Democracia, afinal, é um conjunto de conversações. Se pararmos de conversar sobre democracia, a democracia acaba. Para que tal não aconteça, os democratas liberais-inovadores (6) terão de configurar novos mundos glocais – em comunidades abertas de aprendizagem, de prática ou de projeto – em que seja possível manter conversações democráticas e atuar de acordo com elas, experimentando a democracia como modo-de-vida.
Se houver uma quarta onda de democratização, ela dependerá disso. Mas considerando que essa onda não será gerada por um evento único, de forma centralizada e nem simultânea e sim por um tempo que pode ser relativamente longo e de forma distribuída, parece claro que não sairá daí um (único) modelo de democracia e sim múltipos arranjos democráticos.
Questões para reflexão e conversação
Em que sentido pode-se dizer que a democracia é um conjunto de conversações? (7)
Por que os agentes (os “novos monges”) aos quais caberia manter acesa a chama da conversação democrática são aqui chamados de democratas liberais-inovadores? (8)
Por que não basta defender a democracia que temos, como modo político de administração do Estado, mas seria necessário experimentá-la também como modo de vida para alcançar as democracias que queremos? (9)
Notas
(1) Lührmann, Anna & Lindberg, Staffan (2019). Uma terceira onda de autocratização está aqui: o que há de novo nisso? Dagobah (07/03/2019) Cf. o original: A third wave of autocratization is here: what is new about it? Democratization, Volume 26, 2019 – Issue 7.
(2) Diamond, Larry (2015). Enfrentando a recessão democrática. Dagobah (13/01/2019). Cf. o original: Diamond, Larry (2015). Facing up to the democratic recession. Journal of Democracy Volume 26, Number 1 January 2015 © 2015 National Endowment for Democracy and Johns Hopkins University Press.
(3) Cf. Samuel P. Huntington (1991). Democracy’s Third Wave. Journal of Democracy Vol.2. No.2 Spring 1991.
(4) Cahill, Thomas (1995). Como os irlandeses salvaram a civilização. Rio de Janeiro: Objetiva, 1999.
(5) Franco, Augusto (2021). Não é possível salvar a democracia. Dagobah (25/01/2021).

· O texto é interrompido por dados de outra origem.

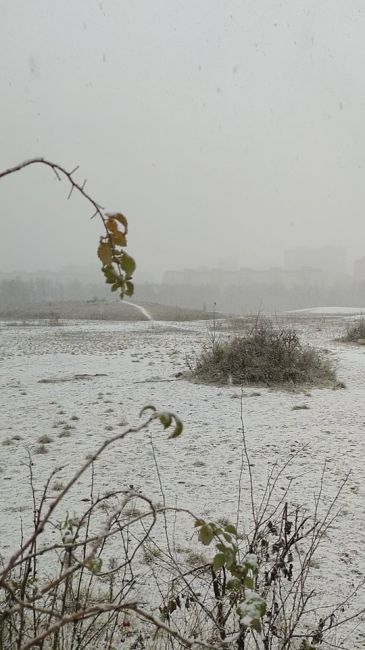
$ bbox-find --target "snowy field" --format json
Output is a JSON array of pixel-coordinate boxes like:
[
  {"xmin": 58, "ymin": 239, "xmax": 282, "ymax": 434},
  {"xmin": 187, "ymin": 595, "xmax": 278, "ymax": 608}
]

(6) Franco, Augusto (2023). Democratas liberais inovadores. Dagobah (29/04/2023).
(7) Ver Maturana, Humberto & Verden-Zoller, Gerda (1993). Amar e Brincar: Fundamentos esquecidos do humano. São Paulo: Palas Athena Editora, 2009. Cf. a primeira parte do livro, intitulada Conversações Matrísticas e Patriarcais, em especial o capítulo 6.3.
(8) Cf. nota (6) supra.
(9) Cf. Franco, Augusto (2023). Como as democracias nascem: redescobrindo o papel inovador da democracia como regime político e como modo-de-vida. São Paulo: Casas da Democracia, 2023.